Hi Haizhu,
Based on your questions, I'm assuming that you are looking at the raw JSON format files. So i'll start by answering your questions, and then direct you to some examples:
1. count: x - the number of times badge A saw badge B during the scanning period (should be a 15 seconds period). The more times A saw B, the better the result. We don't saw the raw readings, but instead you'll get a reading that is the max RSSI (signal strength) during that period. Note that the time is in UTC time (not your local time). You'll need to convert it (see my code examples)
2+3. Each scan (and each record) represents a 15 seconds scan. During this time, badge A might see badge B multiple times. The timestamp represents the beginning of that time window (epoch seconds)

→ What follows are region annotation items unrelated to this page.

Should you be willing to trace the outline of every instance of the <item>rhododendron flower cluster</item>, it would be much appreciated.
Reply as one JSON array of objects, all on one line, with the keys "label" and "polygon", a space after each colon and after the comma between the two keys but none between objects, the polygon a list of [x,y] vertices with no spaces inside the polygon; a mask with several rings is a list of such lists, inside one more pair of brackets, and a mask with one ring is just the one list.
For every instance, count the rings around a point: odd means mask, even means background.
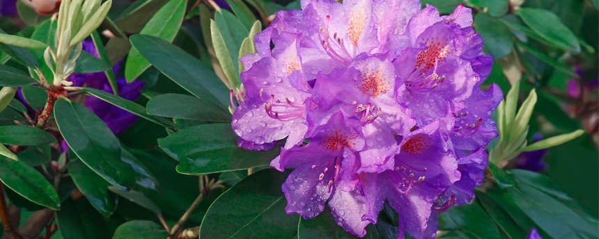
[{"label": "rhododendron flower cluster", "polygon": [[[288,213],[325,208],[357,236],[387,201],[398,237],[432,238],[436,214],[471,201],[502,99],[481,85],[492,59],[470,9],[447,16],[414,0],[304,0],[282,11],[241,61],[240,146],[272,148],[293,168]],[[271,47],[274,45],[274,47]]]}]

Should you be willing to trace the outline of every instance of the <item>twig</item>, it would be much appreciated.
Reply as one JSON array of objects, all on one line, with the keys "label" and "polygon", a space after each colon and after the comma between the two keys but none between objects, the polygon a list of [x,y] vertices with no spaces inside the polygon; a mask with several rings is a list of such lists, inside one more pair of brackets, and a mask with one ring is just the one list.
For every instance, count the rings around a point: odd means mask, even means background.
[{"label": "twig", "polygon": [[205,195],[205,194],[204,193],[204,192],[200,192],[200,195],[198,195],[198,197],[196,197],[194,202],[192,203],[192,205],[189,206],[189,208],[187,208],[187,211],[185,211],[185,213],[183,213],[183,215],[181,216],[181,218],[179,219],[179,221],[177,222],[177,223],[175,224],[174,226],[173,226],[173,229],[171,229],[171,233],[169,234],[175,235],[177,231],[179,231],[179,229],[181,227],[181,226],[184,223],[185,223],[185,221],[187,220],[187,218],[189,218],[189,216],[192,215],[192,213],[194,212],[194,210],[195,210],[196,208],[198,207],[198,205],[200,205],[200,202],[201,202],[202,199],[204,199]]},{"label": "twig", "polygon": [[6,199],[4,197],[4,183],[0,182],[0,219],[2,220],[2,225],[4,226],[4,231],[8,235],[8,238],[23,238],[18,232],[13,231],[8,216],[8,208],[6,206]]},{"label": "twig", "polygon": [[158,217],[158,220],[160,221],[160,224],[162,224],[162,226],[164,227],[164,230],[166,230],[167,232],[170,232],[171,229],[169,228],[169,224],[167,224],[166,222],[164,221],[164,217],[162,217],[162,215],[157,214],[156,216]]}]

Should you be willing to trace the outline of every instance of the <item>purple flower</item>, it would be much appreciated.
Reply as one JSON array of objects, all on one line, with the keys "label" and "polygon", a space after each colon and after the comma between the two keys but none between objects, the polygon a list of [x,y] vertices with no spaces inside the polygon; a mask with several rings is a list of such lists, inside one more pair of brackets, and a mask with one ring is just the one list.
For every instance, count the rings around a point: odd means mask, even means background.
[{"label": "purple flower", "polygon": [[[86,40],[83,42],[83,49],[94,56],[98,56],[98,51],[91,40]],[[115,72],[118,72],[120,67],[120,65],[118,63],[114,66]],[[89,87],[113,93],[104,72],[72,74],[68,80],[72,82],[74,86]],[[143,82],[134,81],[127,83],[124,78],[121,78],[116,79],[116,85],[118,89],[118,96],[132,101],[141,94]],[[84,101],[85,106],[102,119],[115,135],[120,134],[125,131],[137,120],[137,115],[95,97],[87,97]]]},{"label": "purple flower", "polygon": [[503,94],[481,89],[492,59],[481,53],[471,10],[439,16],[398,0],[301,6],[277,13],[254,39],[257,53],[241,60],[238,145],[286,140],[271,166],[295,169],[282,186],[288,213],[310,219],[328,204],[361,237],[388,201],[398,237],[434,237],[437,213],[474,199],[497,135],[490,115]]},{"label": "purple flower", "polygon": [[[531,143],[543,140],[543,135],[540,133],[534,134]],[[545,165],[543,162],[543,157],[547,154],[547,149],[524,152],[518,154],[513,159],[515,162],[515,167],[534,172],[539,172],[545,169]]]},{"label": "purple flower", "polygon": [[0,16],[13,17],[17,15],[17,0],[0,0]]},{"label": "purple flower", "polygon": [[530,233],[527,236],[526,239],[543,239],[543,238],[538,234],[538,231],[536,231],[536,229],[533,227],[530,229]]}]

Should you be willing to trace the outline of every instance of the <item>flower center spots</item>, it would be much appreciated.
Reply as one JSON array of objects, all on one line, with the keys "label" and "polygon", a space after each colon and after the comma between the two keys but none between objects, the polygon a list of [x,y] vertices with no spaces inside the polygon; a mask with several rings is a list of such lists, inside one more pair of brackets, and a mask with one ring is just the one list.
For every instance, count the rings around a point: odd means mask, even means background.
[{"label": "flower center spots", "polygon": [[372,71],[367,69],[362,73],[361,81],[357,82],[358,89],[366,94],[375,98],[389,90],[389,82],[383,76],[382,69]]},{"label": "flower center spots", "polygon": [[348,36],[354,44],[358,43],[360,35],[366,28],[366,15],[363,11],[354,10],[350,14],[350,22],[348,24]]},{"label": "flower center spots", "polygon": [[291,74],[293,72],[300,69],[300,63],[297,60],[291,60],[285,64],[285,73],[288,75]]},{"label": "flower center spots", "polygon": [[449,53],[449,47],[437,39],[426,40],[426,49],[420,51],[416,57],[415,67],[421,71],[435,67]]},{"label": "flower center spots", "polygon": [[335,133],[325,137],[322,145],[327,150],[343,149],[345,147],[352,147],[355,146],[355,144],[352,142],[352,138],[341,133],[339,131],[335,131]]},{"label": "flower center spots", "polygon": [[422,152],[430,146],[426,140],[426,134],[419,134],[414,137],[407,139],[403,145],[401,146],[401,150],[413,155],[420,155]]}]

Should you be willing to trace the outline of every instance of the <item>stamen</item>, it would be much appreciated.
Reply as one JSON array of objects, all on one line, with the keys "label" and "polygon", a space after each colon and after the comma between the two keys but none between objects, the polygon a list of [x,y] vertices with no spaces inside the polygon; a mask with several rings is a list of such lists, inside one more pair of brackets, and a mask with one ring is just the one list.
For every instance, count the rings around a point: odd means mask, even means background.
[{"label": "stamen", "polygon": [[274,95],[270,95],[270,101],[264,104],[266,114],[271,118],[281,121],[290,121],[301,118],[304,115],[304,106],[285,98],[285,102],[274,100]]}]

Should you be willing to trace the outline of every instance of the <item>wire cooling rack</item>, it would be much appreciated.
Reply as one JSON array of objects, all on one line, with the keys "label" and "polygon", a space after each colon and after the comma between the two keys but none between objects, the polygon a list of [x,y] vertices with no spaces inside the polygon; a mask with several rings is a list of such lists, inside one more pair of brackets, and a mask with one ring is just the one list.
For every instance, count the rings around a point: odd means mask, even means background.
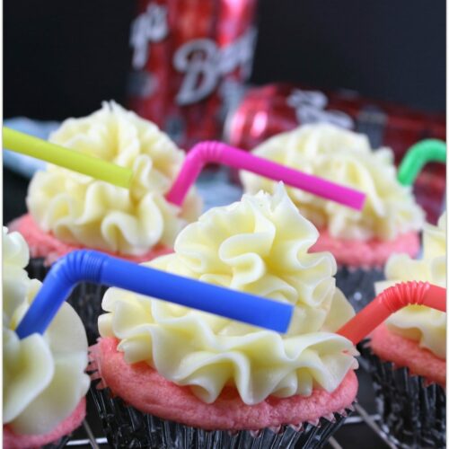
[{"label": "wire cooling rack", "polygon": [[[388,436],[378,425],[379,415],[375,412],[374,395],[369,374],[359,360],[357,370],[359,381],[358,403],[354,413],[346,418],[343,426],[330,438],[325,449],[396,449]],[[103,449],[111,447],[104,436],[101,425],[91,398],[88,396],[87,418],[74,433],[66,447],[79,449]],[[297,448],[299,449],[299,448]]]}]

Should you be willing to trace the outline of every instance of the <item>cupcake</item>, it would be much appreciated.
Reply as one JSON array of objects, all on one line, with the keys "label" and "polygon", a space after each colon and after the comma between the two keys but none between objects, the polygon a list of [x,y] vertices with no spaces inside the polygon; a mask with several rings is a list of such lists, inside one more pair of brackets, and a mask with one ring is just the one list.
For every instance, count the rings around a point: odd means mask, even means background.
[{"label": "cupcake", "polygon": [[27,449],[64,441],[85,416],[87,339],[65,304],[44,335],[15,332],[40,282],[31,279],[25,241],[3,231],[3,444]]},{"label": "cupcake", "polygon": [[[356,211],[287,189],[301,214],[320,231],[313,251],[329,251],[337,260],[337,286],[357,311],[374,298],[374,281],[383,278],[391,254],[418,253],[424,215],[410,188],[398,182],[391,149],[374,151],[362,134],[316,124],[275,136],[252,153],[366,195],[363,210]],[[275,188],[271,180],[250,172],[242,172],[241,178],[249,193]]]},{"label": "cupcake", "polygon": [[[13,222],[30,246],[29,272],[43,279],[59,257],[80,248],[141,262],[172,251],[174,238],[200,211],[190,191],[182,207],[167,202],[184,153],[147,120],[117,103],[83,119],[68,119],[49,140],[133,170],[129,189],[48,164],[32,178],[29,214]],[[105,288],[82,284],[69,299],[92,341]],[[80,303],[81,302],[81,303]]]},{"label": "cupcake", "polygon": [[279,185],[210,209],[147,264],[294,304],[285,335],[109,289],[91,356],[110,444],[322,446],[351,409],[357,363],[335,333],[354,311],[332,255],[309,252],[317,239]]},{"label": "cupcake", "polygon": [[[397,281],[446,286],[446,216],[426,224],[423,254],[392,256],[383,291]],[[401,447],[445,447],[446,314],[420,305],[379,326],[363,354],[370,362],[383,430]]]}]

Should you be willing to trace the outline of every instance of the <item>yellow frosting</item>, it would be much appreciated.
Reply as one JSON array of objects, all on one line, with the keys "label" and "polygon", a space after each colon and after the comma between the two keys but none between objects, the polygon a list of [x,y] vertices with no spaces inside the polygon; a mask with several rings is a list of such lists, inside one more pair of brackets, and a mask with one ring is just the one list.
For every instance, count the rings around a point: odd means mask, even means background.
[{"label": "yellow frosting", "polygon": [[[407,254],[392,255],[385,268],[387,281],[378,283],[381,292],[401,281],[427,281],[446,286],[446,214],[438,220],[438,225],[426,224],[423,233],[422,259],[414,260]],[[440,358],[446,358],[446,314],[443,312],[410,305],[397,312],[387,321],[394,333],[418,341],[419,346],[432,351]]]},{"label": "yellow frosting", "polygon": [[87,339],[65,304],[44,335],[14,331],[40,287],[23,268],[29,251],[18,233],[3,231],[3,423],[16,434],[51,431],[75,410],[89,388]]},{"label": "yellow frosting", "polygon": [[[358,212],[304,190],[287,189],[301,213],[336,238],[393,240],[422,226],[424,216],[410,188],[397,181],[392,150],[373,151],[362,134],[330,124],[305,125],[271,137],[252,153],[366,195],[365,207]],[[250,193],[260,189],[273,191],[274,182],[266,178],[246,172],[241,177]]]},{"label": "yellow frosting", "polygon": [[134,172],[129,190],[54,165],[36,173],[28,208],[39,226],[57,239],[141,255],[158,244],[172,247],[179,231],[198,217],[200,201],[194,191],[181,210],[163,197],[183,152],[154,124],[117,103],[66,119],[49,140]]},{"label": "yellow frosting", "polygon": [[332,392],[357,366],[350,341],[333,333],[354,311],[335,286],[332,255],[308,252],[317,238],[280,185],[209,210],[180,233],[175,253],[148,263],[294,304],[286,335],[117,288],[103,298],[100,333],[119,339],[128,363],[146,362],[208,403],[225,385],[247,404]]}]

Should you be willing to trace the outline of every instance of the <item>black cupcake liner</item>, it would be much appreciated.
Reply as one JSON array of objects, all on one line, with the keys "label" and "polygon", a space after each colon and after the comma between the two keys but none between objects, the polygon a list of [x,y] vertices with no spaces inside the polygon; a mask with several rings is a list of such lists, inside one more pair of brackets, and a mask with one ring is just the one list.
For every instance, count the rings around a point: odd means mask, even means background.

4. RSSI is signal strength, and is... well.. tricky. It's not an exact measure, and if possible, I advise you to try using several different cutoffs to check the power of your results. I tend to use -60 or -62 as the cutoff for people being several feet apart. The exact number depends on the interaction you expect to see and your research question - in a conference (for example) where people stand very close to each other, I would use a lower number because an interaction is more likely to be a real interaction if they are close by. If you want to measure how much time people spend in close proximity (but not necessarily speaking to each other) you can use -60 or -62.
5. "proximity received" is just a type of record (badly named). The other type is audio. Just ignore this field :)
One important thing you need to keep in mind is the data cleaning you'll need to do. Assuming you guys followed my instructions on how to deploy the badges, you should have some beacons ("location" badges) that will tell you when the participant badges were at the reception, and when they were picked up by participants. This is important since when the badges are at the reception table, they'll see each other and will appear to be VERY close to each other. My (second) code example shows how to use the list of beacons to do that. The beacons marked as "board" were the reception badges in my case. Make sure to check the src/data/config.py file for timezone configuration and other useful settings.
If this explanation is a bit confusing, I suggest you start with a simple graph - show the average RSSI between all badges over time. It shoudl show you that at first, the average RSSI was high ( -50 or higher), and then as badges started to leave the reception the average RSSI drops.
Oh, and another important thing to know (because people don't notice it) - when you work with the member-to-member (m2m) tables, remember that they represent a undirected graph. Therefore, each edge will appear only once in the original tables: you'll see A->B, but not B->A . In my more complete analysis (deltav dataset), you might notice that at some point I do create a table that has both A->B and B->A , for convenience (easier to perform a join). I mark these tables as _dbl (double sided).